Beyond Frontline Therapy with Abiraterone and Enzalutamide in Metastatic Castration-Resistant Prostate Cancer: A Real-World US Study

This US retrospective study described treatment outcomes among patients with castration resistant prostate cancer receiving docetaxel following next generation hormonal agents in the metastatic setting from 2013-2019 (N = 5,213). Treatment duration with docetaxel in second/third-line was short ( similar to 4 months), and most patients died within one year. Results highlight a significant unmet need and serve as a benchmark for future studies. Background: Real-world evidence suggest that next generation hormonal agents (NHAs) abiraterone and enzalutamide were preferred as first-line (1L) therapies for metastatic castration-resistant prostate cancer (mCRPC) in the United States (US) pre-2020, with chemotherapies, particularly docetaxel, being preferred in subsequent lines (2L + ). This real-world study described patient characteristics, treatment patterns, time on treatment (ToT) and overall survival (OS) among patients with mCRPC treated with 2L and 3L docetaxel post-NHAs in the mCRPC setting. Methods: Adults with confirmed adenocarcinoma mCRPC diagnosis and >= 1 month of follow-up post-diagnosis were selected from a US electronic health record-derived oncology de-identified database (01/2013-03/2019).
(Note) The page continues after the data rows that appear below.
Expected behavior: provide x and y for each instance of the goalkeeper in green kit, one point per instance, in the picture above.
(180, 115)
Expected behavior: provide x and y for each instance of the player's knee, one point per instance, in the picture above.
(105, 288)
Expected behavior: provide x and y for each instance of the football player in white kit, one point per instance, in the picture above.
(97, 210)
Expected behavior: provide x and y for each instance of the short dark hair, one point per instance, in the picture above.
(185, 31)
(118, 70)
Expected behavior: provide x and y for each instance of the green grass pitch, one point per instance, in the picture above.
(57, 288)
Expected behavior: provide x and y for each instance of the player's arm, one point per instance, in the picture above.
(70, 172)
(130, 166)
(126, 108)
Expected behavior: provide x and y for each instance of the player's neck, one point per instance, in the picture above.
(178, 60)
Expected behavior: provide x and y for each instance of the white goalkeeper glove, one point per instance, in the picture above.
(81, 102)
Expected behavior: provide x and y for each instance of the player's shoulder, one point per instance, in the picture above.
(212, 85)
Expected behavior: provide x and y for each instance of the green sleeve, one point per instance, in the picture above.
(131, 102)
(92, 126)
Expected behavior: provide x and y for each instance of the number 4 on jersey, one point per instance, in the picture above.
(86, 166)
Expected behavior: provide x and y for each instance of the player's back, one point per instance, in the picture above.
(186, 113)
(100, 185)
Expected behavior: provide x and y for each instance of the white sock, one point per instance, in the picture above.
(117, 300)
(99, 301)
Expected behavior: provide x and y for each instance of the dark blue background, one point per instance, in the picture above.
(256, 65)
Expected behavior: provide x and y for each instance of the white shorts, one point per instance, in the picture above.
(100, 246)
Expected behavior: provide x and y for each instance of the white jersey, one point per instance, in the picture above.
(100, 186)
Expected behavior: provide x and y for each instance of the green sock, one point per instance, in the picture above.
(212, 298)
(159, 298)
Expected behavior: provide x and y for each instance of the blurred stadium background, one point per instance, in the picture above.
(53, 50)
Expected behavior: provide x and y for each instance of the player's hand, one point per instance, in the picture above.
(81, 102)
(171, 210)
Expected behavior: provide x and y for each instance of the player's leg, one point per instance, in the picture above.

Based on the observed line of therapy sequences post-mCRPC diagnosis, patients who received NHA therapy in 1L and docetaxel therapy in 2L were included in the 2L docetaxel cohort, and patients who received NHA therapy in both 1L and 2L and docetaxel therapy in 3L were included in the 3L docetaxel cohort. ToT and OS were evaluated using Kaplan-Meier analysis. Results: Among 5,213 patients with mCRPC, 278 and 166 were included in the 2L and the 3L docetaxel cohorts, respectively (median age: 73 years for both cohorts). ADT was the most used class of medication pre-mCRPC ( > 75%). For the 2L cohort, the most common sequence post-mCRPC was 1L abiraterone -> 2L docetaxel (52.5%), while the median ToT and OS post-2L start were 4.1 and 10.5 months, respectively; for the 3L cohort, the most common sequence post-mCRPC was 1L abiraterone -> 2L enzalutamide -> 3L docetaxel (67.5%), while the median ToT and OS post-3L start were 3.8 and 8.7 months, respectively. Conclusions: This real-world study provides novel data on patients treated with docetaxel post-NHAs in a mCRPC setting and highlights the critical unmet need for developing more effective treatment options in this population.